Biodiversity monitoring

BIOMAC participants: W. Daniel Kissling, Julian Evans, Maria Lumbierres

We live in a world with rapid and unprecedented planetary changes. The ever-increasing consumption by humans and increased demand for energy, food, land and water, is driving a new geological epoch (the Anthropocene) in which nature and biodiversity are changing and disappearing at an alarming rate. International policy goals and targets such as those from the post-2020 global biodiversity framework of the Convention on Biological Diversity (CBD) or the EU Biodiversity Strategy for 2030 require to monitor biodiversity across space and time.

We are involved in several large research, innovation and infrastructure projects on biodiversity monitoring.

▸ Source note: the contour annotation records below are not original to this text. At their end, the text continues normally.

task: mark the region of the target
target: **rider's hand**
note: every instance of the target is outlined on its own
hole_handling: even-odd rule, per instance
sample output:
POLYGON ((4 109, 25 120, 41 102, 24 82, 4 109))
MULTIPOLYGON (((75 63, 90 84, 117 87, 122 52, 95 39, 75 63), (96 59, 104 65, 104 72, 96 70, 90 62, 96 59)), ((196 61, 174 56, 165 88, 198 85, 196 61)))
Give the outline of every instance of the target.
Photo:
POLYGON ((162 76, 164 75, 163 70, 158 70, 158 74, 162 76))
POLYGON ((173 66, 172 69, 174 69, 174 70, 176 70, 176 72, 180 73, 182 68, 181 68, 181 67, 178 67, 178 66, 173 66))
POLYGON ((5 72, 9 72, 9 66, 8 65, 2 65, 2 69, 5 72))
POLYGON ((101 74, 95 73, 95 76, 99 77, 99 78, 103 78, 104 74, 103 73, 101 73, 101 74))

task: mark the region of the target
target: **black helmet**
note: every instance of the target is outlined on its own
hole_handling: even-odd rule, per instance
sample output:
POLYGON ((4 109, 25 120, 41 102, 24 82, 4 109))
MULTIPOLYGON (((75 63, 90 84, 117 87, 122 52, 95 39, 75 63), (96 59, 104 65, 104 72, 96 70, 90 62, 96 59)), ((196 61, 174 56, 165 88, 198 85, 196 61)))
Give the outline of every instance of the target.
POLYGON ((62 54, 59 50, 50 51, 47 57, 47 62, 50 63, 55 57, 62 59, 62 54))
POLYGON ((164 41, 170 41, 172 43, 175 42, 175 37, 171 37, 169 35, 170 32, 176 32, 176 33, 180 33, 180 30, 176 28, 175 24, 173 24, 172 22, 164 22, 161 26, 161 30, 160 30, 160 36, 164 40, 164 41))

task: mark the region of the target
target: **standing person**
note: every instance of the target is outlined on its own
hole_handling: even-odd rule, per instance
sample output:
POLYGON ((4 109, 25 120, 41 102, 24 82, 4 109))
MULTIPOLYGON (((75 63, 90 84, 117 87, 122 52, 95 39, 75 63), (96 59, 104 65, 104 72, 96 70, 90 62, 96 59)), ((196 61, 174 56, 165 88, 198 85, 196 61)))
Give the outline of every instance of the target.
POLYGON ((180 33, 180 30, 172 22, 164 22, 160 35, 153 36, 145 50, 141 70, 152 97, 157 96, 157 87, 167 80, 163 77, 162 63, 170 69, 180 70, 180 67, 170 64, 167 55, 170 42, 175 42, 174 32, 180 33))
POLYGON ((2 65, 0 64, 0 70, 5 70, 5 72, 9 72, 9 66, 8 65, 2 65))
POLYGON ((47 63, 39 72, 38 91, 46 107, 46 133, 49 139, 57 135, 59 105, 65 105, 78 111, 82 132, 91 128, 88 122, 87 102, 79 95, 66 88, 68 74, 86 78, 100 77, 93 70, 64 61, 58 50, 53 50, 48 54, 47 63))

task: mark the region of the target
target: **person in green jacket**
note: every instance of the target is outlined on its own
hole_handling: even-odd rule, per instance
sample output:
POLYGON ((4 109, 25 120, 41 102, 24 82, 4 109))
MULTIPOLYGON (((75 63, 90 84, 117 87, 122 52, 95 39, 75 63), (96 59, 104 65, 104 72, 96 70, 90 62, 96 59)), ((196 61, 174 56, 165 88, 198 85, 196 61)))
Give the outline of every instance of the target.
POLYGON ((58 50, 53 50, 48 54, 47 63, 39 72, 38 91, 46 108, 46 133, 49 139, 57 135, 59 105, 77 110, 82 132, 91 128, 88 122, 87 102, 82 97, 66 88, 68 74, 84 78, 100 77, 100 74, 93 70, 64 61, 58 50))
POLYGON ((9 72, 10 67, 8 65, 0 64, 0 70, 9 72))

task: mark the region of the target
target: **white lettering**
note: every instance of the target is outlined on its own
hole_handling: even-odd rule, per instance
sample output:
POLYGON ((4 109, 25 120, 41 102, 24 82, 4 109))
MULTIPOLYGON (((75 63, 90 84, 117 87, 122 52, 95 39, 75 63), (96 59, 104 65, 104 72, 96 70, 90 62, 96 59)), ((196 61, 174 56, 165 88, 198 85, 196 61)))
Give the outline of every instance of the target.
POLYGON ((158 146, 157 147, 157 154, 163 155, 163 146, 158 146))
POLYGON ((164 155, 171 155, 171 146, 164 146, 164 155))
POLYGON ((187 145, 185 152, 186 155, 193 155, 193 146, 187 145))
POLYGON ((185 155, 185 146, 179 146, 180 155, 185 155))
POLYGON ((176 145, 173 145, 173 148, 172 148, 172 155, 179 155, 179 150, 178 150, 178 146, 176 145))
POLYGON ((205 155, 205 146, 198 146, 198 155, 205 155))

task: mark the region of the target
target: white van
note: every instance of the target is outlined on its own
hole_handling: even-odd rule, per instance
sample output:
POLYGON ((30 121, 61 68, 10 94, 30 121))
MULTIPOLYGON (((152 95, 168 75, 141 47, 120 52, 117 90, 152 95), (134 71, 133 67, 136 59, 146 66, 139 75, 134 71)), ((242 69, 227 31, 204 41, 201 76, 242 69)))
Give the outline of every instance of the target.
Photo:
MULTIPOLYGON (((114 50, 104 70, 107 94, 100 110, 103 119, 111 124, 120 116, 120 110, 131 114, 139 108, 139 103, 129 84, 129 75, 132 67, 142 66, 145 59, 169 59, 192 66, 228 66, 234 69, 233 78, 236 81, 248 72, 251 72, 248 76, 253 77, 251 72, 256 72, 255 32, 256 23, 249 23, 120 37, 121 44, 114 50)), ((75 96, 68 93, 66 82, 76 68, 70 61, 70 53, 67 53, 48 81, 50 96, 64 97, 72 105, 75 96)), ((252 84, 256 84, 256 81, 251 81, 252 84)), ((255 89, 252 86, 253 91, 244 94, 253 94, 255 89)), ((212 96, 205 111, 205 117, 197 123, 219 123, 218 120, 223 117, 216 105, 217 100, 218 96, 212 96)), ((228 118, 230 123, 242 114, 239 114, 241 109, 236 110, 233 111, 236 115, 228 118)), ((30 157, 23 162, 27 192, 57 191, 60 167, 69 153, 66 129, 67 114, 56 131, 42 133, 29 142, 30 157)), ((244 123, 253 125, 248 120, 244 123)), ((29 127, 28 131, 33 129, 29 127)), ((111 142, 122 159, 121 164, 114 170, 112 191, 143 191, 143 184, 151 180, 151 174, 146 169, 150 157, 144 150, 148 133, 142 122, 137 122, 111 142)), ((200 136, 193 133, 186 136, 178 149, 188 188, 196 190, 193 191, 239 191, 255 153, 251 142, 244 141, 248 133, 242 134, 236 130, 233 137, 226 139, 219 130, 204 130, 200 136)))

In the EuropaBON project, we contribute to the co-design of the future biodiversity monitoring system across Europe. In the NIEBA ARISE project, we install and maintain various digital sensors in the field (including wildlife/insect cameras, sound devices and radar) and test technology and automated deployment at a range of monitoring demonstration sites in the Netherlands. Within the MAMBO project, we automate the execution of workflows for habitat condition metrics based on LiDAR and drone imagery from various European sites. With our work, we aim to (1) test and advance novel monitoring methods, (2) develop Essential Biodiversity Variables (EBVs) as harmonized data products, and (3) develop ecoinformatic tools and e-infrastructure that supports the analysis and monitoring of biodiversity change.

 

Figure: Examples of digital sensors for biodiversity monitoring deployed within the NIEBA ARISE project.